The American College of Gastroenterology has issued a new Evidence-Based Systematic Review on the Management of Irritable Bowel Syndrome, its first since 2002. In the intervening years, new drugs have become available and others withdrawn, and investigators have added a wealth of data on which to base clinical decisions.
“Irritable bowel syndrome (IBS) is a disorder that is seen by virtually everyone on the front line,” says Lawrence J. Brandt, MD, professor of medicine and surgery at Albert Einstein College of Medicine, Bronx, N.Y., and chair of the task force that produced the review. “This condition occupies a significant amount of time in primary care.”
According to Dr. Brandt, one point the revised position statement emphasizes is the impact of IBS. “We spent more time on the burden of the illness,” he says. “There’s an increasing appreciation that IBS is a real disease, a common disease, and not something in the patient’s head.”
Continue Reading
A straightforward diagnosis
The 2009 review represents an effort to clarify and simplify terms and recommendations associated with IBS. “We went out of our way to make this review readable,” says Dr. Brandt.
In keeping with this ideal, the task force bypassed the diverse criteria sets that have been proposed for IBS diagnosis (i.e., Manning, Kruis, and Rome I, II, and III) to formulate a simpler, clinically more usable definition that incorporates their key features: “Abdominal pain or discomfort that occurs in association with altered bowel habits over a period of at least three months.”
IBS is not a diagnosis of exclusion. Alarm features (e.g., rectal bleeding, weight loss, anemia, fever) must be followed up, “but in their absence, extensive diagnostic testing is no longer recommended,” says Dr. Brandt.

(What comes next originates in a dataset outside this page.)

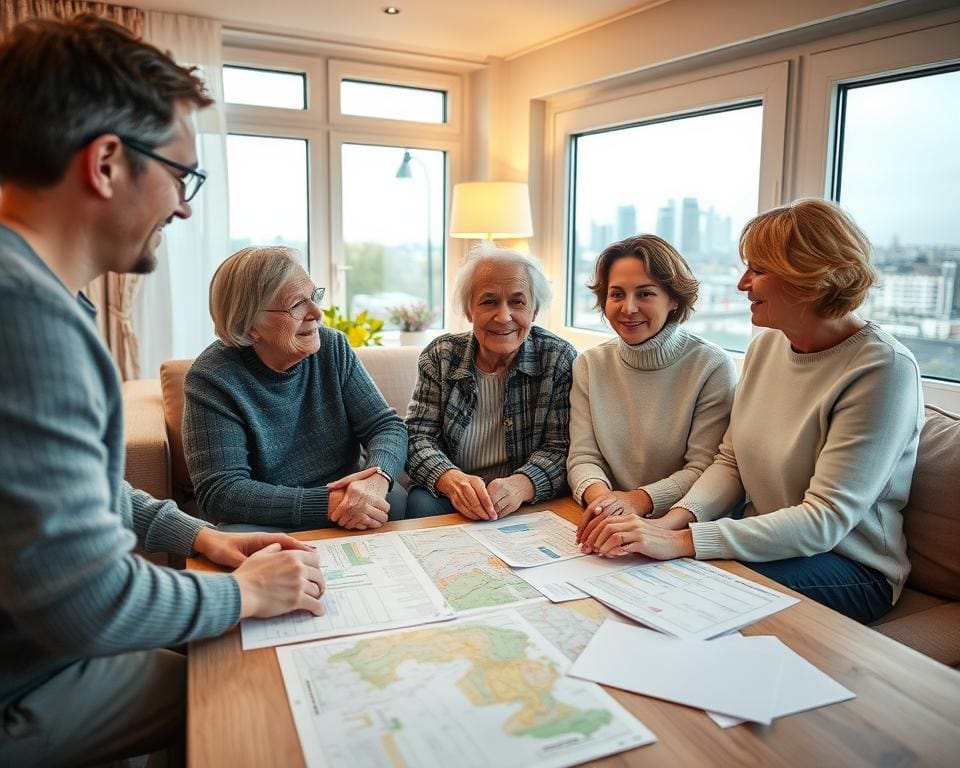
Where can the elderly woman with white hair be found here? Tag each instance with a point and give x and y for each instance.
(278, 410)
(489, 419)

Neither colonic imaging nor a full panel of blood, serum chemistries, and stool analyses are necessary in most cases.
Serologic screening for celiac disease may be indicated in apparent diarrhea-predominant (IBS-D) or mixed IBS (IBS-M) when background frequency of the condition suggests significant pretest probability.
Diet and dietary supplements
In light of widespread patient concern (60% of IBS patients believe food exacerbates their symptoms), the review pays special attention to diet. However, Dr. Brandt points out that there is insufficient evidence to support a position on food allergy or exclusion diets. Data on whether patients can reliably identify foods that cause their symptoms are inconsistent.

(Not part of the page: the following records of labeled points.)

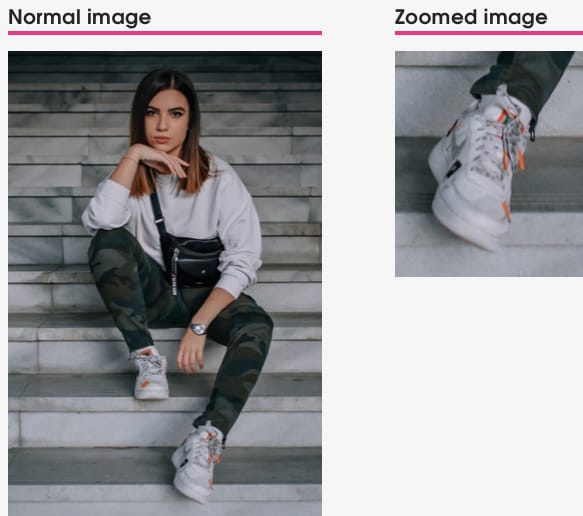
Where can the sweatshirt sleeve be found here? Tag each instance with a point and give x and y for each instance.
(240, 232)
(108, 209)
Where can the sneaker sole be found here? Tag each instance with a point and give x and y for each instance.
(461, 227)
(178, 457)
(197, 495)
(152, 394)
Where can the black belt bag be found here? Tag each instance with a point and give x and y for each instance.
(190, 262)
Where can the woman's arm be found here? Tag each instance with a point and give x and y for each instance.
(190, 352)
(126, 170)
(109, 207)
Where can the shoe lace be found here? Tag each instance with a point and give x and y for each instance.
(149, 365)
(205, 450)
(500, 144)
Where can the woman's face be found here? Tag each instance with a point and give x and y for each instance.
(166, 121)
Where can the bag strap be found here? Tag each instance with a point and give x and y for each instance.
(158, 217)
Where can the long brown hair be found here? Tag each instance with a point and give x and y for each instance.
(199, 169)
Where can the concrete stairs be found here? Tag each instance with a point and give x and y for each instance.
(79, 442)
(546, 237)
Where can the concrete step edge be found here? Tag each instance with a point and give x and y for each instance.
(279, 474)
(113, 392)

Because lactose intolerance is more prevalent among IBS patients than healthy controls, the guidelines recommend clinicians ask about links between lactose ingestion and symptoms and consider hydrogen breath testing in ambiguous cases.
Probiotic dietary supplements for IBS have aroused interest and controversy. Considerably more data have been collected recently, but the diversity of organisms and doses in products used in various studies makes it impossible to draw firm conclusions. Dr. Brandt’s review reports that among commonly used single strains, Lactobacilli appear to have little impact, while there is a “trend” for Bifidobacteria to improve overall symptoms. Probiotic combinations may be efficacious as well.
For the most part, studies of fiber supplements have been small, short-term, and of questionable design, but within these limitations, they have shown psyllium hydrophilic mucilloid to reduce global symptoms, and wheat and corn bran to be ineffective.